Odo terdiam sesaat dengan wajah terbelalak mendengar hal tersebut. "Eh? Kemu benar-benar berpikir kalau Bunda akan mengizinkanmu?" tanya Mavis melihat ekspresi anak itu yang benar-benar terkejut.
"Ha-Habisnya ...."
"Kamu ini .... Lagi pula, memangnya mau apa berburu di musim dingin seperti ini? Salju baru turun lebat tadi malam, sekarang sedang dingin-dinginnya. Tidak lucu kalau kamu pulang dalam keadaan membeku, Odo."
"Ya ..., Bunda tahu kalau sekarang wilayah kekuasaan Ayah sedang menanggung utang sangat besar, 'kan? Aku ingin mencari kristal sihir dari monster dan menjualnya ...."
"Hmm, karena itu kamu bilang ingin berburu, ya ...." Mavis berpikir sejenak, alasan yang digunakan anak itu sangat logis dengan dalih membantu Ayahnya. Memang sebagai seorang Ibu, dirinya akan sangat cemas kalau membiarkan anaknya yang masih belum genap berumur sepuluh tahun pergi berburu sendirian di hutan pada musim dingin, tetapi mempertimbangkan kekuatan dan kemampuan Odo yang bisa mengalahkan Naga Hitam, sebenarnya rasa cemas itu memang tidak diperlukan.
"Odo ..., kamu sudah menyusun rencana untuk berburu, bukan?" tanya Mavis.
"Kurang lebih .... Rencana dan tujuan sudah ada.
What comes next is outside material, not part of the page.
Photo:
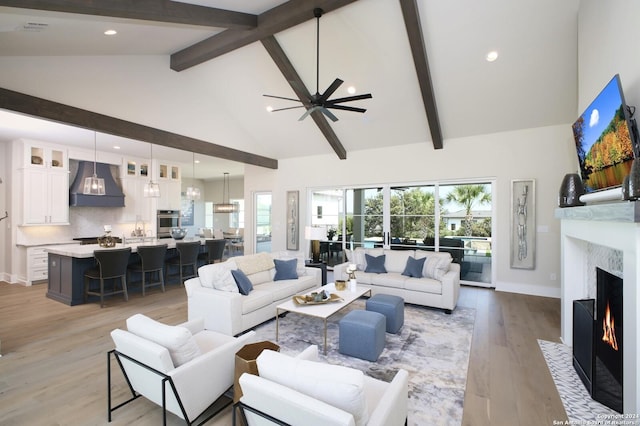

Sekarang yang diperlukan hanya anggota ekspedisi perburuan ...."
"Mau berapa lama kamu pergi?"
"Sekitar sebulan, dan kemungkinan kembali di minggu terakhir tahun ini ...."
Mavis kembali mempertimbangkan beberapa hal lain. Melihat ke arah Julia yang berdiri di sebelah Odo, perempuan berambut pirang itu mengangguk dan memutuskan sesuatu dalam benak.
"Baiklah ..., Bunda setuju. Tapi, ada syaratnya."
"Syarat?" Odo sedikit memiringkan kepalanya.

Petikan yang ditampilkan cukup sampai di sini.